CMAJ. 1998 Feb 10;158 Suppl 3:S71-81.
To help health professionals develop optimal strategies for controlling the chronic pain caused by breast cancer.
Pain control, absence of adverse effects.
Systematic review of the literature up to Dec. 30, 1996, with nonsystematic coverage to July 1997. Where experimental evidence is lacking, recommendations are based on expert opinion. The evidence was evaluated and graded in "levels" (page S2).
The nature and severity of pain should be carefully evaluated using the history and physical examination. Psychosocial and emotional factors must also be identified. Adequacy of pain control should be evaluated regularly. The first objective in the management of pain due to cancer is to identify the cause and treat it whenever feasible. The first priority of treatment is to control pain rapidly and completely, as judged by the patient. The second priority is to prevent recurrence of pain. The administration of analgesic medication should be based on a regular schedule, around the clock, with additional doses for breakthrough pain when necessary. When drug therapy is necessary, the World Health Organization (WHO) 3-step approach to the use of analgesics is recommended. The oral route should be the first choice for opioid administration. If the oral route fails, transdermal or rectal administration should be considered. When parenteral administration is necessary, the intravenous or subcutaneous routes can be used according to circumstances. Intramuscular administration of opioids is not recommended. Careful observation and titration are required when switching from 1 opioid to another, particularly when the patient is already receiving a high dosage. When converting a patient from long-term oral use of morphine or hydromorphone to parenteral use, a ratio of 3:1 should usually be employed. (This ratio increases to 6:1 for opioid-naive patients.) After initiating morphine or making any change of dose or route of administration, the dosage should be evaluated after approximately 24 hours. Tolerance to opioids must not be confused with physical dependence or psychological, dependence (so-called "addiction"). Patients should be made aware of possible side effects of medications and should be encouraged to maintain a diary for recording medications taken, dosages and adverse events. Adjuvant analgesics should be administered, when necessary, with an opioid or nonopioid analgesic. Noninvasive measures such as psychosocial interventions and physical modalities may bring significant relief. Neuroinvasive procedures are rarely required and should only be considered when other interventions have failed.
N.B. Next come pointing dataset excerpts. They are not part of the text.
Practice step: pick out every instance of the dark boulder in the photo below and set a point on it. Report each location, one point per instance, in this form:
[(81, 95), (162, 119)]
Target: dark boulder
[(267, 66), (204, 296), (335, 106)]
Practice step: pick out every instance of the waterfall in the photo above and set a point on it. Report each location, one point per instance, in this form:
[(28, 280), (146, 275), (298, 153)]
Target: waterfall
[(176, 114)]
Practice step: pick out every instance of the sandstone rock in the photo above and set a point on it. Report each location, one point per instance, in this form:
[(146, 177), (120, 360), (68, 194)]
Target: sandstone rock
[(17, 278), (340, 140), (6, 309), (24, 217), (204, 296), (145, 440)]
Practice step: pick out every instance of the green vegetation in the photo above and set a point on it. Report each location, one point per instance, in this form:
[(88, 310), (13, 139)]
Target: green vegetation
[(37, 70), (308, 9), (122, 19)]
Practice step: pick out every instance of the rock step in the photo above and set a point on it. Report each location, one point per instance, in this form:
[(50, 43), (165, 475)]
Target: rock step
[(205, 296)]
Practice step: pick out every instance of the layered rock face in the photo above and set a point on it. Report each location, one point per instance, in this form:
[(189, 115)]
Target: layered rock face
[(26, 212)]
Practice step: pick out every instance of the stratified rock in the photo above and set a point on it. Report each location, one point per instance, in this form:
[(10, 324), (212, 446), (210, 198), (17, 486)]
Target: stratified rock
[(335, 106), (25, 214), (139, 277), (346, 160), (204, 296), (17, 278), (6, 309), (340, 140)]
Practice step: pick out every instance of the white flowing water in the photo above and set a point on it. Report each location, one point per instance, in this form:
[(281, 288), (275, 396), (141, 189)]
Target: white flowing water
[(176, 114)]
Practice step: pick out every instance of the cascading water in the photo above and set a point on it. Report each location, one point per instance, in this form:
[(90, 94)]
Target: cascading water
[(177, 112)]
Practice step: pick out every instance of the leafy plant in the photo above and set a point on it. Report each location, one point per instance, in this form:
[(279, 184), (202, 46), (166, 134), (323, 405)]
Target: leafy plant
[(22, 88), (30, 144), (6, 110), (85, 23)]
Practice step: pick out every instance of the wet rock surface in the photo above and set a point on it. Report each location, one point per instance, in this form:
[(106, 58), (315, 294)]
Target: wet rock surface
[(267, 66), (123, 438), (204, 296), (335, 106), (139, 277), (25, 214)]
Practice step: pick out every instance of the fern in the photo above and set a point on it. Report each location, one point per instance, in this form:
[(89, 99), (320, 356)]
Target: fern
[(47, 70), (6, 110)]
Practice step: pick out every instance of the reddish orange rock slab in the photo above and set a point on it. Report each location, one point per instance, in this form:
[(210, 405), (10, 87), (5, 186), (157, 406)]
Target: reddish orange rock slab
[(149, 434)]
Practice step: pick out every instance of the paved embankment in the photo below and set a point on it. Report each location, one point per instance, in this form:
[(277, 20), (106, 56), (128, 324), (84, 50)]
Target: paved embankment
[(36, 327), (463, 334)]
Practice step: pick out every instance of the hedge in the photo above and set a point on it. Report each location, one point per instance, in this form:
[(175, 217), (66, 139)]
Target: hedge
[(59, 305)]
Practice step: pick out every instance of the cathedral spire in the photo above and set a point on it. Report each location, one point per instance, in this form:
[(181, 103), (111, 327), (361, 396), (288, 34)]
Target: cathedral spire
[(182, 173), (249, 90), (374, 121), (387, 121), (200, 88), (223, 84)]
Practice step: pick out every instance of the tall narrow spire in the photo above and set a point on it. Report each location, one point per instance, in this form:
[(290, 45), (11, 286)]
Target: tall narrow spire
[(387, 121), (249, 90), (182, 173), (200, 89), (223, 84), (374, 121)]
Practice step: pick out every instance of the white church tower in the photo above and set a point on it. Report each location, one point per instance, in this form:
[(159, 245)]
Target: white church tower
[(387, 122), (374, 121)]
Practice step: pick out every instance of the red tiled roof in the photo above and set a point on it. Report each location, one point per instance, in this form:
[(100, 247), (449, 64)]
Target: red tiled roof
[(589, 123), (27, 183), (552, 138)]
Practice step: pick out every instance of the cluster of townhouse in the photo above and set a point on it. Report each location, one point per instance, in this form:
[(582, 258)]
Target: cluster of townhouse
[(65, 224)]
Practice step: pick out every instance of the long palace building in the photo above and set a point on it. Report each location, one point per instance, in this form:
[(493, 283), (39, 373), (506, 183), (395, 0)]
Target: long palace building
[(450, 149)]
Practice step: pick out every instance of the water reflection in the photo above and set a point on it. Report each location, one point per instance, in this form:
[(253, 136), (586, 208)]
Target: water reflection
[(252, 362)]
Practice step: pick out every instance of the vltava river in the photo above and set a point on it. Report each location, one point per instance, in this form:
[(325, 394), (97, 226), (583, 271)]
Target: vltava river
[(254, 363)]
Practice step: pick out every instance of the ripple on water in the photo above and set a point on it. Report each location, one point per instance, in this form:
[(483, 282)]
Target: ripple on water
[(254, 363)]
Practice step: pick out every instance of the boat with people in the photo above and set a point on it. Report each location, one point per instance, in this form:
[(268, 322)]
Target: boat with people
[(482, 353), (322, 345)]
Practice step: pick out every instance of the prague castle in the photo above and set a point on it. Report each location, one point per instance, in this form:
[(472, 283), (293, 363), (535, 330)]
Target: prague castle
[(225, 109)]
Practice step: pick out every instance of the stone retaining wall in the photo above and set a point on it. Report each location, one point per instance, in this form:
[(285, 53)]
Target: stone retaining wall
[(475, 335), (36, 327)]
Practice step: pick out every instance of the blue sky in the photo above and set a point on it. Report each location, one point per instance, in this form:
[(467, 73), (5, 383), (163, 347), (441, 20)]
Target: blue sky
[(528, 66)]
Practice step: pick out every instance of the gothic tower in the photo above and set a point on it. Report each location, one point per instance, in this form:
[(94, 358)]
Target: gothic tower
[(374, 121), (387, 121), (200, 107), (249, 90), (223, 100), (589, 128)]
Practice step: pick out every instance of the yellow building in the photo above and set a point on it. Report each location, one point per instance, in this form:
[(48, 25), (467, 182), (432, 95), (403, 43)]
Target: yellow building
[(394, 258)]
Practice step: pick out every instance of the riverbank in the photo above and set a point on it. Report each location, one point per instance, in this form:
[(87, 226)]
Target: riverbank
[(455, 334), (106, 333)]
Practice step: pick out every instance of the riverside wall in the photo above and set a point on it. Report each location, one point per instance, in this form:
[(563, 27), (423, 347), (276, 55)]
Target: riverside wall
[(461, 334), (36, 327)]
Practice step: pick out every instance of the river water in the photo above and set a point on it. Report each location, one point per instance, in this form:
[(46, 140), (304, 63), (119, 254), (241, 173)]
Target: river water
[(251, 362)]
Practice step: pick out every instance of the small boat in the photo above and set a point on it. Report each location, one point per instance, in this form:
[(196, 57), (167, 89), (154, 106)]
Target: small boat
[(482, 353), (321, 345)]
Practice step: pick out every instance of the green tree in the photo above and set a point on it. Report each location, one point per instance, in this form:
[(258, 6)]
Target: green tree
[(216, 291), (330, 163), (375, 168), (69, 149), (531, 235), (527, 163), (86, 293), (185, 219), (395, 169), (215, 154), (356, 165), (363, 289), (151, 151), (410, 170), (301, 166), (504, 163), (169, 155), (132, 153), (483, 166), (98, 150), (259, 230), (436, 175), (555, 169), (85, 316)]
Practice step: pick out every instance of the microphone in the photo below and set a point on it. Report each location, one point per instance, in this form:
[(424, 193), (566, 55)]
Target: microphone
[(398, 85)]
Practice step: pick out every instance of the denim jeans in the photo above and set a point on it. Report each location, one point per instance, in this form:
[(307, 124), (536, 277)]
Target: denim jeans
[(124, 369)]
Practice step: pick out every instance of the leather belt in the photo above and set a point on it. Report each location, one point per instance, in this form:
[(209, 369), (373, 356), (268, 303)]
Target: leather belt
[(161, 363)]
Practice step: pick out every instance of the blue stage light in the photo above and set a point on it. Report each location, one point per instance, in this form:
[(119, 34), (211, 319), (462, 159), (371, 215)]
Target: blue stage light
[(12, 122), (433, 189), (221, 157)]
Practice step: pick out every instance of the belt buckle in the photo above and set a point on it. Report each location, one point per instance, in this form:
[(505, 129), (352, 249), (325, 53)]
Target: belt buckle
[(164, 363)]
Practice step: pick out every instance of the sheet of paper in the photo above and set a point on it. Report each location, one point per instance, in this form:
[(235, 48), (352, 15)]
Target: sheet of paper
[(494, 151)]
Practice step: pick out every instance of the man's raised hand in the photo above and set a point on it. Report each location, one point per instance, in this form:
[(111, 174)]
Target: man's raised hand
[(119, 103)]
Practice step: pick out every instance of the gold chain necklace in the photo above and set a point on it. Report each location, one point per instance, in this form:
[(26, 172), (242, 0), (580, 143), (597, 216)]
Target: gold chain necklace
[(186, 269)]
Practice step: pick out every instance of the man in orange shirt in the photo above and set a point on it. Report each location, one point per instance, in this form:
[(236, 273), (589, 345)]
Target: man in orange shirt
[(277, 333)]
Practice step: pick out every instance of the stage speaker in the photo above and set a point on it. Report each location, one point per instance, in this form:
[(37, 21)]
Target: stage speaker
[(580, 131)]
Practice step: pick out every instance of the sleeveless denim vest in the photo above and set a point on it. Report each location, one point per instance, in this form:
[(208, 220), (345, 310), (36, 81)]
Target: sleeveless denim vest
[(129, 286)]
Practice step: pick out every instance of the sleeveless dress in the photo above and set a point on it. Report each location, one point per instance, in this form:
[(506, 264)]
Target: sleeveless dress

The guidelines were reviewed and revised by a writing committee, expert primary reviewers, secondary reviewers selected from all regions of Canada and by the Steering Committee. The present guidelines reflect a consensus of all of these contributors. They have been reviewed and endorsed by the Canadian Society of Palliative Care Physicians and the Canadian Association of Radiation Oncologists.
帮助医疗专业人员制定控制乳腺癌所致慢性疼痛的最佳策略。
疼痛得到控制,无不良反应。
对截至1996年12月30日的文献进行系统综述,并对1997年7月之前的文献进行非系统覆盖。在缺乏实验证据的情况下,建议基于专家意见。证据在“级别”(第S2页)中进行评估和分级。
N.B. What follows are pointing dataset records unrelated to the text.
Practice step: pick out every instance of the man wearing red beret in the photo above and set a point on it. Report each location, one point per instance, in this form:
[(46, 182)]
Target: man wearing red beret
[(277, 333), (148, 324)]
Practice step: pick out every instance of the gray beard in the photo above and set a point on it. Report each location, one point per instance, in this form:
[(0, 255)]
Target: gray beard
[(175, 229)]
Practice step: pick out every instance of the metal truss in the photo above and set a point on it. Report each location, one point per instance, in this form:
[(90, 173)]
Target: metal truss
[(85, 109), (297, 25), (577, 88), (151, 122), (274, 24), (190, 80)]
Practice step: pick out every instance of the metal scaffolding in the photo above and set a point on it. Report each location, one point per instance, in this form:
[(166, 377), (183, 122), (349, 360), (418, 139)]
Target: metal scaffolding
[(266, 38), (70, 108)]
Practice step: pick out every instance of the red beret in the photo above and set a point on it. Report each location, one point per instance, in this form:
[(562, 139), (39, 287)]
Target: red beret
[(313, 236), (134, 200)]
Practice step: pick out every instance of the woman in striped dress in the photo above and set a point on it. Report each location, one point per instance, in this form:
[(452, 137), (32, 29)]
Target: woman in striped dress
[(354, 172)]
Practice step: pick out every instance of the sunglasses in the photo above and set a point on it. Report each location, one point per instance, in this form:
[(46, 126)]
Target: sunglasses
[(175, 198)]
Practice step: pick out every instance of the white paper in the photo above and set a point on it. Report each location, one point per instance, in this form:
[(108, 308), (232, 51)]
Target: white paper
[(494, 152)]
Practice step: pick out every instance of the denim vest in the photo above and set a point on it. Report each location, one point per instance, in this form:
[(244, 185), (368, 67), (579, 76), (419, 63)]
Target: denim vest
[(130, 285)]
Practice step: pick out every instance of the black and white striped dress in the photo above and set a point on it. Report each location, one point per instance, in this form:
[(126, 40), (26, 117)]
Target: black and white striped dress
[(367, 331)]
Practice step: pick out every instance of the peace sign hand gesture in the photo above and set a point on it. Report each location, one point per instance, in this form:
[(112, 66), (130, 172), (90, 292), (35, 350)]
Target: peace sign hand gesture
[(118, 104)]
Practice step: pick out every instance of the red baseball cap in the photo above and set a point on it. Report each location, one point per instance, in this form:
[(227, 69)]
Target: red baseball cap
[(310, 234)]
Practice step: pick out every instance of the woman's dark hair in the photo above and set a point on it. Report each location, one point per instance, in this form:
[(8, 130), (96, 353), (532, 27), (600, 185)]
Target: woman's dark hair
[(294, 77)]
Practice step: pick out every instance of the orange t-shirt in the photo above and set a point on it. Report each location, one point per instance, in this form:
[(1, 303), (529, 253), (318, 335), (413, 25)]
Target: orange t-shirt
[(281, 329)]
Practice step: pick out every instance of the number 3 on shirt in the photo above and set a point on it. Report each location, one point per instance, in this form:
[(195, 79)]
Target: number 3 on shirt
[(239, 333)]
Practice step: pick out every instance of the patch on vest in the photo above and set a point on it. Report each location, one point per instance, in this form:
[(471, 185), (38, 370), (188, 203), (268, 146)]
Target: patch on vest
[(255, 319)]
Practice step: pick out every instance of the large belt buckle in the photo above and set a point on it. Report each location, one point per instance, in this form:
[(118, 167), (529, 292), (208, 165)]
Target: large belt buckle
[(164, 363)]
应通过病史和体格检查仔细评估疼痛的性质和严重程度。还必须识别心理社会和情感因素。应定期评估疼痛控制的充分性。癌症疼痛管理的首要目标是识别病因并在可行时进行治疗。治疗的首要任务是根据患者判断迅速且完全地控制疼痛。其次是预防疼痛复发。镇痛药的给药应基于常规时间表,全天候给药,必要时额外给药以应对突破性疼痛。当需要药物治疗时,建议采用世界卫生组织(WHO)的镇痛药三步使用法。口服途径应是阿片类药物给药的首选。如果口服途径无效,应考虑经皮或直肠给药。当需要胃肠外给药时,可根据情况采用静脉或皮下途径。不建议肌内注射阿片类药物。从一种阿片类药物转换为另一种时,尤其是当患者已接受高剂量药物时,需要仔细观察和滴定。当将患者从长期口服吗啡或氢吗啡酮转换为胃肠外给药时,通常应采用3:1的比例。(对于未使用过阿片类药物的患者,该比例增至6:1。)开始使用吗啡或改变剂量或给药途径后,应在约24小时后评估剂量。对阿片类药物的耐受性绝不能与身体依赖或心理依赖(所谓的“成瘾”)相混淆。应让患者了解药物可能的副作用,并鼓励他们记录所服用的药物、剂量和不良事件,以保持日记。必要时,辅助镇痛药应与阿片类或非阿片类镇痛药一起使用。心理社会干预和物理治疗等非侵入性措施可能会带来显著缓解。很少需要进行神经侵入性手术,仅在其他干预措施均失败时才应考虑。
该指南由一个写作委员会、专家初审人员、从加拿大所有地区选出的二审人员以及指导委员会进行审查和修订。本指南反映了所有这些贡献者的共识。它们已得到加拿大姑息治疗医师协会和加拿大放射肿瘤学家协会的审查和认可。